Sunday, May 23, 2010

KAR 0.2

I've just released an updated version of KAR, the kstat activity reporter, and a matching JKstat update.

This version carries on with the original aim of simply saving all the kstats and processing them at point of use, rather than trying to predict which output might be useful at the start.

Originally, I was using kstat -p output, and I've had to move on from that. There were a couple of minor issues with the kstat -p output that I ended up having to fix. The major one was that the times from IO kstats were converted from nanoseconds into floating-point seconds. I had a quick look to see if I could supply a modified kstat, but the conversion takes place deep inside perl - it's not just a simple presentation tweak. I could have written special-case parsing code, but it's easier and more reliable to simple generate the correct data in the first place. (Simply printing kstats is pretty trivial to code, so I did.) Having fixed that, I made a couple of other minor changes to make the output more complete (including the kstat type) and smaller and quicker to parse (eliminating all duplicates of the name of the kstat).

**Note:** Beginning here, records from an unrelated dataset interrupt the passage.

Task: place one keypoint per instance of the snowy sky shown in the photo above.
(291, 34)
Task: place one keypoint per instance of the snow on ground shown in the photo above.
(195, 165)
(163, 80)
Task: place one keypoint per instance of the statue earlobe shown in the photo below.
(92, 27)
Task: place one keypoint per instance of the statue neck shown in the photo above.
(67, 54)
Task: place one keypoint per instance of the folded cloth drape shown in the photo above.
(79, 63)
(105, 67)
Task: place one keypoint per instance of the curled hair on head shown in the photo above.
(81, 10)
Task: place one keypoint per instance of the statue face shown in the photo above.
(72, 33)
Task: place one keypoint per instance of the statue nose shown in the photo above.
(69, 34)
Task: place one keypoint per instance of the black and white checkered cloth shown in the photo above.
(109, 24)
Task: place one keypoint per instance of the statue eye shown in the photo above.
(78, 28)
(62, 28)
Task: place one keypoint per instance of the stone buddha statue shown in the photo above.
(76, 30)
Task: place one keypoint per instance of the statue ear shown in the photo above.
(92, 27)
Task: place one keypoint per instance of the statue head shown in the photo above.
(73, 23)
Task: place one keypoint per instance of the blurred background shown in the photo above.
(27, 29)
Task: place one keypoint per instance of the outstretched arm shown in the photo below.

The overhead of running kar is reduced. The storage requirement is halved from the first version, and the cpu for a data collection is cut from over 0.2s to about 0.01s on my machine. Which is all good - you want to minimise the perturbation on the system caused by any monitoring.

I added a little sar output emulator. Just to prove that I could, printing out the cpu utilization like the default sar output. The more interesting one was to generate iostat output, which is what led me to create a custom data collector. Of course, now that I have a complete set of kstats to munge, most of the stat tools in Solaris could be replicated to show what they would have looked like over time (albeit at fairly low time resolution). And, once the CLI tools are exhausted, generation of graphs is next on the list.

Saturday, May 22, 2010


This last week I've been away on a training course, the Red Hat RHCE rapid track course. It's been a long time since I did formal training (anything beyond the odd hour or so, at least), so I wasn't sure how it was going to go.

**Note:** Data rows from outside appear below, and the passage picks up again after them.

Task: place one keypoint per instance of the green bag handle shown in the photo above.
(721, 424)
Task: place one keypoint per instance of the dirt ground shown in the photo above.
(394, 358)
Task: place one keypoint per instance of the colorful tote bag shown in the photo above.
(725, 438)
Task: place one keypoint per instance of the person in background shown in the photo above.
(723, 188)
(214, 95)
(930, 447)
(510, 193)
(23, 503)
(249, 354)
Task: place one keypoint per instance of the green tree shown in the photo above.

All in all a success, I think. I certainly learnt a lot, and passed the exam.

As anyone who has done the RHCE exam knows, I can't really talk about any of the details. But I think the following would be helpful to others like myself:

  • If you're experienced in unix systems administration, and are used to administering applications, you should cope. Easily.

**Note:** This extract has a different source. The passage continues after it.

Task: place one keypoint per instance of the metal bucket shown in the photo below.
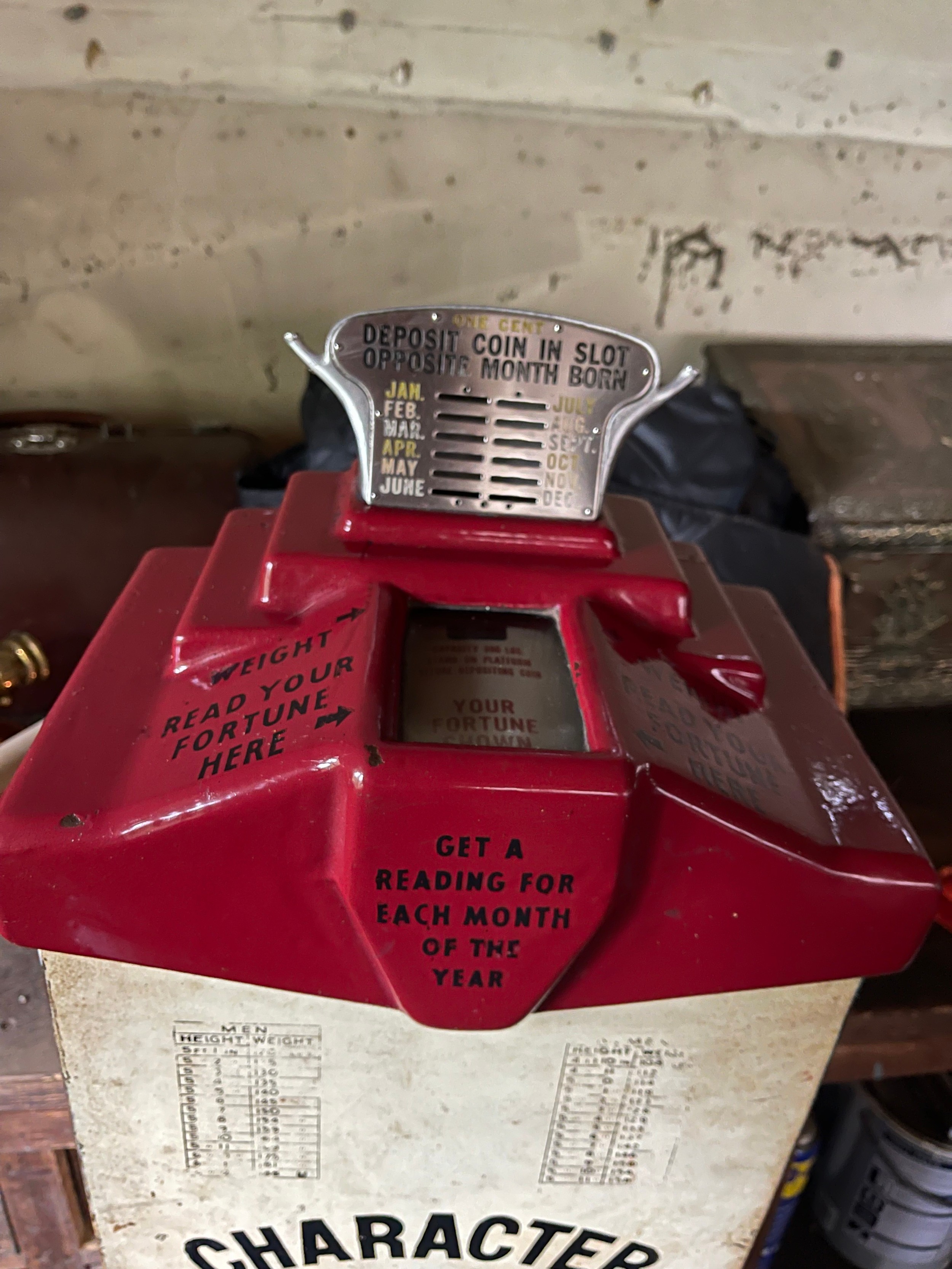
(884, 1195)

  • With experience on other platforms, the rapid-track course is very useful.

  • The RHCE exam covers a lot of application ground. For me, it was really a case of learning how Red Hat has its own tweaks (and how things like the firewall and SELinux interact with applications).

  • I found that going away for the course was really helpful. It allowed me to focus on the course without distractions.

Red Hat do a transition course for Solaris Administrators. I thought about that, and skipped it. I had no problem adjusting to RHEL, so I'm not sure what value the course for Solaris admins would be - I would have thought that if you're a bit unsure, then doing the full RHCE course rather that the Solaris course with the fast-track would be a better bet.

Sunday, May 09, 2010

JKstat 0.37

So JKstat now reaches version 0.37, with the usual spread of minor fixes, enhancements, and new features.

One enhancement is the extension to 64-bit. For JKstat itself, there's no need to run it in 64-bit mode, but I need 64-bit libraries to allow JKstat to run inside a 64-bit JVM. One example of this would be SolView, which would have to run in 64-bit mode to show the sizes of 64-bit processes using JProc.

A new feature is the ability to generate png images directly from the cli, using input such as the kstat -p archives used by kar.

One of the minor fixes this time is to support the recent 1.3 release of JavaFX . It looks like JavaFX isn't binary compatible between releases, so code needs to be rebuilt to match whichever version you're using, which is a shame. Also, this version optimized away some of my method calls and I needed to fool it into not doing so.

Wednesday, May 05, 2010

Solaris Process data from Java

I've got a java interface, called jproc to process data in Solaris, using the procfs filesystem.

In the latest version, apart from starting on a tree-view (currently known to be buggy and woefully incomplete), there are a couple of little technical tricks I had to learn.

The first is that accessing the process data, particularly sizes, of a 64-bit application, requires a 64-bit application. That's why tools such as top, ps, and prstat are 64-bit (via isaexec). Now, there's a 64-bit java for Solaris, so I needed to compile my JNI library in 64-bit mode too. Normally you just call

cc -G
but for 64-bit mode it's a little more complicated than that. In particular, just adding -m64 the way you would expect doesn't work. And it's different on x86 and sparc. So what I've found works, is:

cc -Kpic -shared -m64

cc -xcode=pic13 -shared -m64

The other thing I wanted to do was to make the display of items in tables a little more readable. JTable just picks up the type of data and defaults to a fairly basic display. My first attempt was to convert my data to pretty strings, and display those, but that had a couple of snags: by default strings get left-justified, which wasn't what I wanted, and sorting broke because it sorted the strings rather than the underlying numerical data.

The answer, of course, is to use a custom TableCellRenderer. This only affects the presentation, so that sorting works correctly against the underlying data. So far all I've done is simply humanize some of the values, but so much more is possible.